From this perspective, it is evident that past trauma does not simply disappear as you grow up. At the root of each limiting belief is a painful experience that has not gone away. We are all Dr. Frankensteins, having created monster beliefs that rampage through our lives and wreak lesser or greater degrees of havoc. There is not one belief that you have about yourself or this world that is true. Nor do any beliefs serve you if they encourage perceptions of yourself as small or bad. Yet many people harbour such beliefs, never knowing their source and rarely understanding that these beliefs are just houseguests; they do not have to be permanent residents. A helpful step may be to find out where these beliefs are living.
***
THE GHOSTS OF OUR PAST
———————————
“The past is left, but right behind,
lingering, haunting shadows.”
—C. G. Moon
About a year and a half into my marriage, when my wife and I were fully entrenched in a Power Struggle, I realized that I made a huge mistake with my wedding vows. Su Mei and I each created our own vows and spoke them in front of hundreds of witnesses. They were full of promise, poetry, and loving intentions. Tears fell from my eyes as I sincerely promised to love Su Mei unconditionally, to honour and respect her through good times and bad, and to allow no pain to come between us. They were sincere commitments that I had every intention of keeping. The problem was, as beautiful as the sentiments were, they were neither realistic nor practical. In other words they were not promises that I could keep. If I really wanted to keep my word, my vows would have sounded more like, “I promise, that in the process of learning to love you unconditionally, I will push every button you’ve got, cause you to feel more pain than you can presently imagine, induce you to say things to me that would shock a New York taxi driver, and make you regret the day you met me. Also, when you do the same to me, I will respond to you with all the maturity of a three year old, with petulance and tantrum as my two main weapons. I will constantly forget that we are two human beings simply doing our best. I will regularly fall into the trap of expecting you to be my absolute source of happiness. Eventually I will grow up and learn the true purpose of our relationship, but until then, all I can say is that it’s going to hurt, and I’m sorry.” Now those are vows that I would have no problem living up to!

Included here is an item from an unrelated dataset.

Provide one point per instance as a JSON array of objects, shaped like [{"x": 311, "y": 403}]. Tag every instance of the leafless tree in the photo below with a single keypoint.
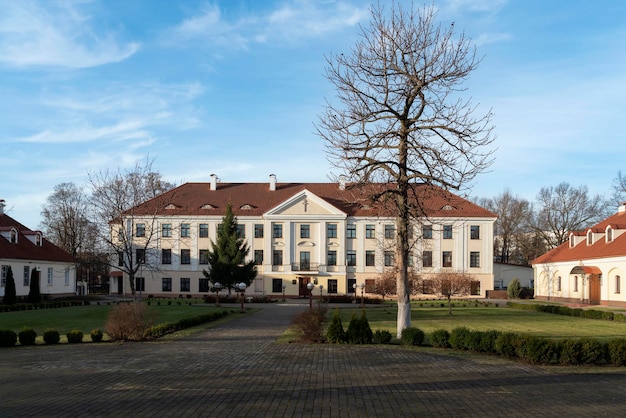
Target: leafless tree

When we enter any relationship, we bring to it all the old pains, traumas and unfinished business of our past. Whenever we were hurt as children, and the pain was not healed—which is often the case—we buried the pain so that we didn’t have to feel it all the time. Why? Well, besides the fact that we simply don’t want to feel pain of any kind, the truth is that some of our childhood pain is so great that sometimes when we were hurting, we thought the pain would kill or disable us unless we somehow got rid of it.